Google has been trying to play down the problem, while also seeking to reassure advertisers it will do more to monitor where their ads appear. Though Vevo rightly recognised that this was an opportunity, as a company which sells advertising that appears on the YouTube platform, but only on channels that it manages and alongside content that it vets and controls.

“YouTube is an incredible open platform that’s grown rapidly, democratised video, and created opportunities to reach a seemingly unlimited audience”, Vevo’s Chief Sales Officer Kevin McGurn wrote in a recent blog post. But, he added, “like all opportunities, it can come with risks, and is central to the current industry conversation around brand safety”.

He continued: “With hundreds of millions of hours of content created and consumed on YouTube daily, some brands have found themselves in the unenviable position of being associated with highly objectionable content. I believe YouTube will take steps to address these issues. That said, we believe there is a safer way for brands to maximise their reach today, with the confidence of knowing who and what they’re aligned with”.

That safer way, of course, is the Vevo way. “Vevo’s content is not UGC, it’s premium, licensed, and professionally produced, with an enormous and unique global reach. The content is vetted through multiple layers of quality control to ensure the safest environment possible for advertisers including automatic categorisation if the word ‘explicit’ is in the title or content tags, and manual categorisation if the content includes any of the following: vulgar language, violence and disturbing imagery, nudity and sexually suggestive content, or portrayal of harmful or dangerous activities”.

McGurn concludes: “What this categorisation process does is give brands greater transparency into where and how their campaigns run, and the ability to customise how they target. We believe our clients are better served in the safer environment that Vevo offers on YouTube and other platforms. This approach allows them to maximise reach and minimise risk as they tap into the enormous audience consuming music videos online”.

Vevo was originally set up to try to persuade brands that they should pay more to advertise alongside official music videos than user-generated content, because of the production values of the music industry’s output. That argument doesn’t necessarily work though, because the social media revolution has demonstrated – in case there was any doubt – that production values and popularity are not always linked.
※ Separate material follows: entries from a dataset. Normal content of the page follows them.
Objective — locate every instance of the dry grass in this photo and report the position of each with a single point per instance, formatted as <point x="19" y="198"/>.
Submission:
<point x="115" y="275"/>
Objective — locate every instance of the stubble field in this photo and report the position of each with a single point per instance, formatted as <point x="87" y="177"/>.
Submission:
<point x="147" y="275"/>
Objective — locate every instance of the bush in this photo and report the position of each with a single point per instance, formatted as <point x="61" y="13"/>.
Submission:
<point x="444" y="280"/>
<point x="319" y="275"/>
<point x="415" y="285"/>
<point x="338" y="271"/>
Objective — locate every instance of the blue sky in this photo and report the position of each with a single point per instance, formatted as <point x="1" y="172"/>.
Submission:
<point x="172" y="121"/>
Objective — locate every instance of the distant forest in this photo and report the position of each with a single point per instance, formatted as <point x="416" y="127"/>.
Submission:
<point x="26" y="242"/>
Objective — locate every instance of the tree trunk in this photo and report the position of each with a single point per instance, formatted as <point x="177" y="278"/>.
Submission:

However, now that things like ‘fake news’, the posting of ads alongside ‘non-brand-safe’ videos, not to mention various controversies involving YouTubers, are big talking points, there is definitely an opportunity. Which is to say, an opportunity to persuade advertisers that being more selective in where they advertise online – and recognising that there are premium channels – can ensure that both their brand awareness and corporate reputation are enhanced and protected via their ad campaigns.

Whether content creators – including traditional media and rights owners like record companies – should try to sell that argument to the ad industry directly, or in partnership with the Googles and Facebooks of this world, is debatable. Though convincing the web giants that it is also in their interest to promote the idea of premium channels could be a big win, if that could be achieved.

Of course, while for record industry bosses free streams are simply an irritant necessary to upsell premium, to enter emerging markets, and as a way to cut losses where copyright law is (in their opinion) failing, it’s unlikely that any great effort will be made by the labels on pitching to ad land. Though, with ad-funded streams definitely part of the digital music mix long-term, doing so now could help maintain growth down the line.

For its part Vevo, which has, of late, been threatening to shift away from its original mission to get more ad money for music content, could get back to its roots and lead on this. It if does, McGurn’s blog post was a good starting point.